Troubleshooting Guide#
This comprehensive guide includes solutions for common NVDebug issues and errors, organized by category for easy reference.
Installation Issues#
Common Installation Problems:
Problem |
Cause |
Solution |
---|---|---|
“Command not found” |
NVDebug not in PATH |
Add NVDebug to your PATH or reinstall |
Permission denied |
Insufficient privileges |
Use sudo for system-wide installation |
Python version error |
Incompatible Python version |
Install Python 3.12+ and ensure pip3 is used |
Network connectivity issues |
Firewall/network restrictions |
Check firewall rules and network configuration |
Installation Verification Commands:
# Check Python version
python3 --version
# Check pip installation
pip3 list | grep nvdebug
# Test network connectivity
ping <your_bmc_ip>
# Test SSH connectivity
ssh <username>@<host_ip>
Common Issues#
Authentication Problems
Error |
Cause |
Solution |
---|---|---|
“Authentication failed” |
Wrong username/password |
Verify credentials with system admin |
“Permission denied” |
Insufficient privileges |
Use admin account or request elevated access |
“Account locked” |
Too many failed attempts |
Wait 15 minutes or contact admin |
“Invalid credentials” |
Special characters in password |
Escape special characters or use quotes |
Network Connectivity Issues
Error |
Cause |
Solution |
---|---|---|
“Connection timeout” |
Network unreachable |
Check network connectivity and firewall |
“Connection refused” |
Service not running |
Verify BMC is powered on and accessible |
“Host unreachable” |
Wrong IP address |
Verify BMC IP address is correct |
“SSL certificate error” |
Certificate issues |
Use –allow-insecure or update certificates |
Platform-Specific Issues
Error |
Cause |
Solution |
---|---|---|
“Platform not supported” |
Wrong platform type |
Check supported platforms list |
“Platform detection failed” |
BMC not responding |
Verify BMC is accessible and responding |
“Feature not available” |
Platform limitation |
Use compatible platform or contact support |
“Could not auto-detect platform and/or baseboard” |
BMC not responding or incompatible |
Manually specify platform and baseboard with -t and -b flags |
Connection Issues#
BMC Connection Failures
Symptoms:
“Unable to connect to BMC” error
Connection timeouts
SSH connection refused
Solutions:
# Test basic connectivity
ping 192.168.1.100
# Test BMC services
telnet 192.168.1.100 22
telnet 192.168.1.100 443
# Test with IPMI
ipmitool -I lanplus -H 192.168.1.100 -U admin -P password chassis status
# Use verbose mode for details
nvdebug -i 192.168.1.100 -u admin -p password -t "arm64" -v
Host Connection Errors:
Symptoms:
Host log collection fails
SSH timeout to host
Permission denied errors
Solutions:
# Test host connectivity
ping 192.168.1.50
# Test SSH access
ssh host_user@192.168.1.50 "echo 'SSH working'"
# Check sudo access
ssh host_user@192.168.1.50 "sudo -n true"

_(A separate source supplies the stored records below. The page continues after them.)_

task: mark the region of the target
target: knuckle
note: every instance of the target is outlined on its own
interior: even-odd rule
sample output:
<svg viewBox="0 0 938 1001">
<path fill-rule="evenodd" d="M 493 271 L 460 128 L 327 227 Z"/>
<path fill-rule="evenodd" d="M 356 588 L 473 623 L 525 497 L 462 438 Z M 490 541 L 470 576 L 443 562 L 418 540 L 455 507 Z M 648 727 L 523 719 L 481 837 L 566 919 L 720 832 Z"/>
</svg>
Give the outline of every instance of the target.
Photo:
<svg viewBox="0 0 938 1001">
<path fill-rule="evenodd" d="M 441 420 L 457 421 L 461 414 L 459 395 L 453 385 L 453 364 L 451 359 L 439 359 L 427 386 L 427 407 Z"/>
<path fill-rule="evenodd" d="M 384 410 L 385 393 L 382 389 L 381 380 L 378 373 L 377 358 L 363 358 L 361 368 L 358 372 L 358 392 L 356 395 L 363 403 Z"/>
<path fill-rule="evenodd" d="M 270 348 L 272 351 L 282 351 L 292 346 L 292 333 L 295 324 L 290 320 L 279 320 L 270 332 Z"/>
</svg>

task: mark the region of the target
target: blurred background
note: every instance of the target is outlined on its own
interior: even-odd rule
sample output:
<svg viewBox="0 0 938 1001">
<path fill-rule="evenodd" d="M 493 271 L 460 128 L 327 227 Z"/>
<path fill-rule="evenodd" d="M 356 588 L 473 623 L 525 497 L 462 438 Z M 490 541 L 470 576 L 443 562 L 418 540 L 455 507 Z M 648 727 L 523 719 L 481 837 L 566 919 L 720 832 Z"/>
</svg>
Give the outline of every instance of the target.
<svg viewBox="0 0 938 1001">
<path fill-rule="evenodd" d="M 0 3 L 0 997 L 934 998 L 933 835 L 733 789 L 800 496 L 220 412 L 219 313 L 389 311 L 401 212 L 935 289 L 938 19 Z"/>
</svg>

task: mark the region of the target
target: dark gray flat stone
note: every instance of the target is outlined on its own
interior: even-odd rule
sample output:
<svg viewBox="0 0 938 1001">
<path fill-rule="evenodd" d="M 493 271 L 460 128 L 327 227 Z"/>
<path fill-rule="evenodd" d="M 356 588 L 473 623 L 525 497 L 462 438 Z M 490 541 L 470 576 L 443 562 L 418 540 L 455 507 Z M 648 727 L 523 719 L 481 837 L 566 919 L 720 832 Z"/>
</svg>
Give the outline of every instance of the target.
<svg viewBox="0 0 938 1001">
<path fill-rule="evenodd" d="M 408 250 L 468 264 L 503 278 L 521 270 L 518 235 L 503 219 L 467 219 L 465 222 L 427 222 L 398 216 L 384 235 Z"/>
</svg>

# Test with verbose output
nvdebug -i 192.168.1.100 -u admin -p password -t "arm64" \
-I 192.168.1.50 -U host_user -H host_pass -v
Log Collection Issues#
Insufficient Space
Symptoms:
“No space left on device” error
Failed .zip creation
Incomplete log collection
Solutions:
# Check disk usage
df -h /path/to/output
# Skip zip creation
nvdebug -i 192.168.1.100 -u admin -p password -t "arm64" -z
# Use smaller zip split threshold
nvdebug -i 192.168.1.100 -u admin -p password -t "arm64" --zipsplit_threshold 100
# Specify alternate output location
nvdebug -i 192.168.1.100 -u admin -p password -t "arm64" -o /tmp/nvdebug_output
Timeout Issues
Symptoms:
Collection process hangs
Partial log collection
Timeout errors
Solutions:
# Increase timeout in config
<Collector Specific Timeout Parameter>: 60 # Default is 30 seconds
# Collect in smaller batches
nvdebug -i 192.168.1.100 -u admin -p password -t "arm64" -S R1 R2
# Use verbose mode to see progress
nvdebug -i 192.168.1.100 -u admin -p password -t "arm64" -v
Debug Mode:
Enable verbose logging for detailed troubleshooting:
nvdebug -i <BMC_IP> -u <USER> -p <PASS> -t "arm64" -v
This provides:
Detailed error messages
API call traces
Timing information
Collection progress
Preflight Checks:
Run preflight checks before full collection:
nvdebug -i <BMC_IP> -u <USER> -p <PASS> -t "arm64" --preflight
Collector-Specific Issues:
[WARNING] Collector R3 failed: Network timeout
Solutions: - Check specific collector requirements - Verify BMC capabilities - Use -e flag to override restrictions - Check error logs in /path/to/output/error_logs/
Advanced Troubleshooting Techniques:
Verbose Mode for Debugging:
# Enable verbose logging output to the console
nvdebug -i <BMC_IP> -u <USER> -p <PASS> -v
Preflight Checks:
# Run preflight checks only against Out-of-band interfaces
nvdebug -i <BMC_IP> -u <USER> -p <PASS> --preflight
# Run preflight checks only against In-band interfaces
nvdebug -I <HOST_IP> -U <USER> -H <PASS> --preflight
# Run preflight checks against all interfaces
nvdebug -i <BMC_IP> -u <USER> -p <PASS> -I <HOST_IP> -U <USER> -H <PASS> --preflight
# Run preflight checks against all interfaces with configuration files
nvdebug -c <CONFIG_FILE> -d <DUT_CONFIG_FILE> --preflight
Specific Log Collection:
# Collect specific collectors by CID (Specify as many collectors as needed, delimit with space)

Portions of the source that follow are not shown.